Power analysis for serum MLT level was performed at 95% strength and 95% confidence interval. The mean values for the MLT level were 23.6±2.5 pg/mL for the patient group and 16.4±3.7 pg/mL for the control group. Statistical analyzes were performed by using SPSS 20.0 (SPSS, Chicago IL, United States) program. Results were given as mean ± standard deviation and minimum-maximum. The suitability of the parameters to normal distribution was evaluated with the Kolmogorov-Smirnov test. The t-test (independent samples t-test, or Student’s t-test) was used to compare the parameters that showed normal distribution, and the Mann-Whitney U test was used to compare parameters that did not show normal distribution. Pearson and spearman methods used for correlation analysis.

Results

A total of 40 patients (19 women and 21 men) (mean age 35.3±9 years; range: 19 to 57 years) diagnosed with BD, and a total of 40 healthy controls (mean age: 37.7±11.2 years; range: 19 to 65 years) were included in the study.

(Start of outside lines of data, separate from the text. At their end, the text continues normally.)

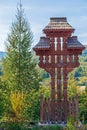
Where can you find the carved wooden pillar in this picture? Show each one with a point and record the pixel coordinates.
(41, 109)
(59, 95)
(58, 43)
(65, 93)
(53, 95)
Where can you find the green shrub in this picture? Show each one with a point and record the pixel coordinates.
(54, 127)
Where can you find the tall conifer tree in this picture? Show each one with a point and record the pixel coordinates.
(18, 67)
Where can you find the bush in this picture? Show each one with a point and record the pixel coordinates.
(54, 127)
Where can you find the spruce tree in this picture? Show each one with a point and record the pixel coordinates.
(19, 68)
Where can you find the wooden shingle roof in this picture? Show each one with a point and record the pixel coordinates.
(44, 43)
(72, 42)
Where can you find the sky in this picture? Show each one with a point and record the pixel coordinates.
(38, 13)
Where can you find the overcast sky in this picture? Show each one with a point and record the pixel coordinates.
(38, 13)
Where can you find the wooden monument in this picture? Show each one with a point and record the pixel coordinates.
(58, 54)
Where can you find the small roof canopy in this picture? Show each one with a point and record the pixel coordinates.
(73, 43)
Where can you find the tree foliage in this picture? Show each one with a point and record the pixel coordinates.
(18, 67)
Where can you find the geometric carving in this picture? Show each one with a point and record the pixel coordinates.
(58, 54)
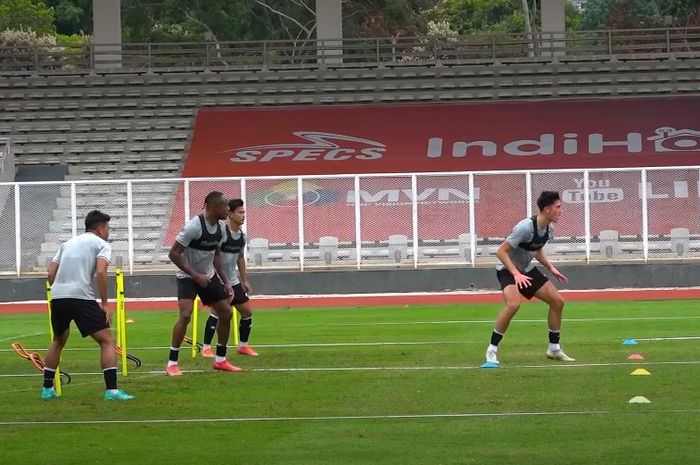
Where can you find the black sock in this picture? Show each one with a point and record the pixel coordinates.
(496, 338)
(221, 350)
(244, 328)
(210, 329)
(553, 337)
(174, 354)
(110, 375)
(49, 376)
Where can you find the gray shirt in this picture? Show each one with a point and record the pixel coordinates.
(230, 260)
(201, 261)
(76, 266)
(524, 231)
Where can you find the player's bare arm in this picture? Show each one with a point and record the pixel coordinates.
(101, 278)
(53, 269)
(243, 272)
(176, 257)
(542, 258)
(520, 279)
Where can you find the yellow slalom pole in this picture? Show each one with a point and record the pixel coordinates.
(121, 320)
(195, 326)
(57, 378)
(234, 322)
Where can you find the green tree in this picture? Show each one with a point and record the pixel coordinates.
(474, 16)
(72, 16)
(634, 14)
(31, 15)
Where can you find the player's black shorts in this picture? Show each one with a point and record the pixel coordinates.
(239, 295)
(538, 280)
(214, 292)
(88, 316)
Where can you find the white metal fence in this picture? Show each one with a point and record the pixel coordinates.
(392, 51)
(363, 221)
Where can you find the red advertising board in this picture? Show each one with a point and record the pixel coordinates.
(445, 137)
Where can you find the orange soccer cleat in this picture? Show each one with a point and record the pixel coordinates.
(225, 366)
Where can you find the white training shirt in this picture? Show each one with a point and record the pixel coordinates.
(76, 266)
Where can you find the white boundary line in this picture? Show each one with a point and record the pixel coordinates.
(428, 416)
(393, 294)
(389, 368)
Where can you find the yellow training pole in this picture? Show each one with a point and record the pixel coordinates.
(234, 322)
(195, 326)
(57, 378)
(121, 320)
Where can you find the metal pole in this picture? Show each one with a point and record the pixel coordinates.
(528, 193)
(18, 232)
(645, 216)
(130, 224)
(300, 213)
(414, 216)
(74, 209)
(587, 215)
(244, 196)
(187, 200)
(472, 218)
(358, 224)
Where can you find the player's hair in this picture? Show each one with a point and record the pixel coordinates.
(233, 204)
(213, 197)
(94, 219)
(547, 198)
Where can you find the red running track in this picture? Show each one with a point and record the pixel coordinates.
(386, 300)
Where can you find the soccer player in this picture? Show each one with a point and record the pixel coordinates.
(72, 299)
(233, 262)
(196, 252)
(518, 276)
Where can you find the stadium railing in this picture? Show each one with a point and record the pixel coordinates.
(407, 220)
(404, 51)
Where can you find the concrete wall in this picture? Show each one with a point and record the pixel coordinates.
(685, 274)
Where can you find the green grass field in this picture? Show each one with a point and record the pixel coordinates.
(373, 386)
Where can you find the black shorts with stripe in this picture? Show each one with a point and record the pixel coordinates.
(214, 292)
(538, 280)
(88, 316)
(239, 295)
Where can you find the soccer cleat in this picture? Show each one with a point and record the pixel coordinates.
(49, 393)
(492, 356)
(207, 352)
(559, 355)
(173, 370)
(247, 351)
(225, 366)
(118, 395)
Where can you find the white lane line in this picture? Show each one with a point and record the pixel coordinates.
(390, 368)
(409, 416)
(20, 336)
(282, 346)
(490, 321)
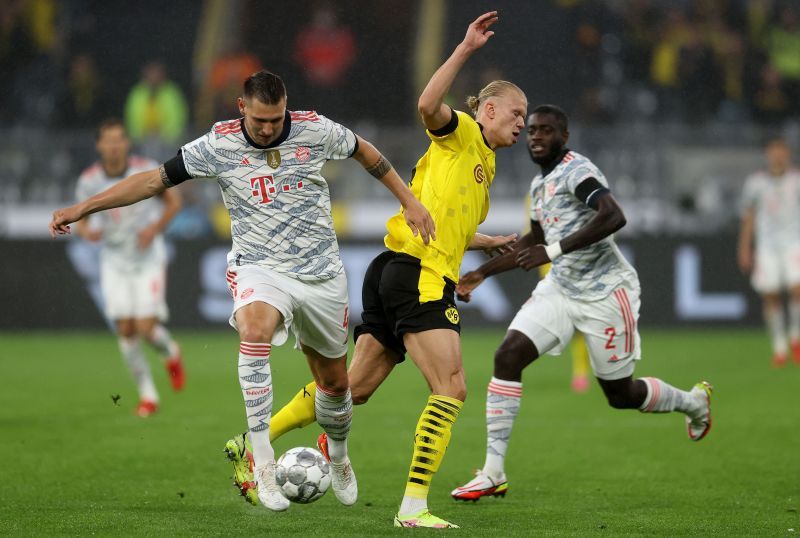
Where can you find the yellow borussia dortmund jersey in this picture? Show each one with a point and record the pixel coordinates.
(452, 181)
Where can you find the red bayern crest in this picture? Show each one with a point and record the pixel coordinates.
(302, 154)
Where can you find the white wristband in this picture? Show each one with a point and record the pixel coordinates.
(553, 251)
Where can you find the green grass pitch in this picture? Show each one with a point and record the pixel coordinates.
(74, 462)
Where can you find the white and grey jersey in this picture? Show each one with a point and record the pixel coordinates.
(592, 272)
(278, 201)
(776, 201)
(121, 226)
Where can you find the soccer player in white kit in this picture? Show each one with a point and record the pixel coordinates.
(770, 209)
(133, 262)
(284, 268)
(591, 288)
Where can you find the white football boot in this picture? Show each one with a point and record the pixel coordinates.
(698, 423)
(343, 482)
(481, 486)
(269, 493)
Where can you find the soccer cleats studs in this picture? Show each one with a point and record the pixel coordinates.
(423, 519)
(322, 445)
(146, 408)
(177, 377)
(241, 457)
(481, 486)
(343, 479)
(699, 422)
(343, 482)
(269, 493)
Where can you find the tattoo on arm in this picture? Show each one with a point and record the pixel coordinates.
(164, 177)
(380, 168)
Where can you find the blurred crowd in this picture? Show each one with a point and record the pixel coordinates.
(170, 69)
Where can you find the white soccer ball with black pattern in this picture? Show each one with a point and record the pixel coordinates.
(303, 474)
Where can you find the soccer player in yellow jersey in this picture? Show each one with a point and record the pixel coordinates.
(408, 291)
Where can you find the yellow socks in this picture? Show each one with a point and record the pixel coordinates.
(430, 443)
(297, 413)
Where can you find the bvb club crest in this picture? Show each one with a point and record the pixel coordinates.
(452, 315)
(479, 174)
(273, 158)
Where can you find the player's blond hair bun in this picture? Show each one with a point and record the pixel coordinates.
(494, 88)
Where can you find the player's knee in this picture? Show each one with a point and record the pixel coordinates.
(254, 332)
(506, 363)
(458, 387)
(334, 385)
(360, 395)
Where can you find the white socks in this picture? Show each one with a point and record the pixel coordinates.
(663, 398)
(502, 406)
(775, 326)
(255, 379)
(137, 364)
(334, 415)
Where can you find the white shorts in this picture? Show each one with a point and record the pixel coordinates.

Demographic, laboratory and clinical features of the patients and healthy individuals are shown in Table 1. There was no significant difference between the other demographic characteristics and laboratory parameters, except serum MLT levels and mean MPV values (p<0.05). The mean disease duration in the patient group was 86.7±75.6 (range: 1-348 months) months. The mean value of BDCAF score of the patients was 3.7±1.9 (Table 1).

Table 1

Data on the frequency and percentage of BDCAF clinical parameters and serum MLT levels in Behçet’s patients are shown in Table 2. In the examination made according to the presence of clinical parameters used in evaluating the disease activity in BD patients; serum MLT values were found to be significantly lower in patients with headache (23.4 pg/mL) compared to patients without headache (24.6 pg/mL) (p<0.05). But there was no significant difference in other clinical parameters (Table 2).

Table 2

Data showing the relationship between Behçet patients’ laboratory parameters, disease duration, BDCAF scores and serum MLT level are shown in Table 3. No relation was found between the parameters evaluated and the BDCAF score and serum MLT levels (Table 3).

Table 3

Discussion

This is the first study evaluating the relationship between MLT levels and disease activity in BD patients. In our study, serum MLT hormone levels were significantly higher in the BD group compared to the control group, but there was no significant relationship between disease activity. In addition, patients with headache were found to have significantly lower serum MLT levels than those without headaches.

In previous studies, different laboratory parameters as well as clinical findings were used to determine the activity of BD. Although acute phase proteins, immunoglobulin, complement levels, autoantibodies, surface markers, cytokines, Lyms and many other hemogram parameters have been investigated, there is no specific laboratory marker for BD (10). However, some laboratory abnormalities associated with the disease activation can be detected, although not in all patients. It has been reported that ESR, CRP levels and Neu activation, which are among the frequently used indicators, are associated with systemic inflammation and are not significant in reflecting disease activity, but when these parameters increase in an inactive patient, they may be instructive for a detailed research (11). Platelets play role in inflammation and the cytokines and chemokines, released from activated platelet membranes, play an important role in immune response and the size of activated platelets increase. In other words, increased MPV is an indication that the platelet is activated (12). There are conflicting results about the increase or decrease of MPV values in BD, as well as its relationship with disease activity (13,14). However, it is known that patients with thrombosis have significantly higher MPV values than those who do not, and this increases the risk of deep venous thrombosis (14,15).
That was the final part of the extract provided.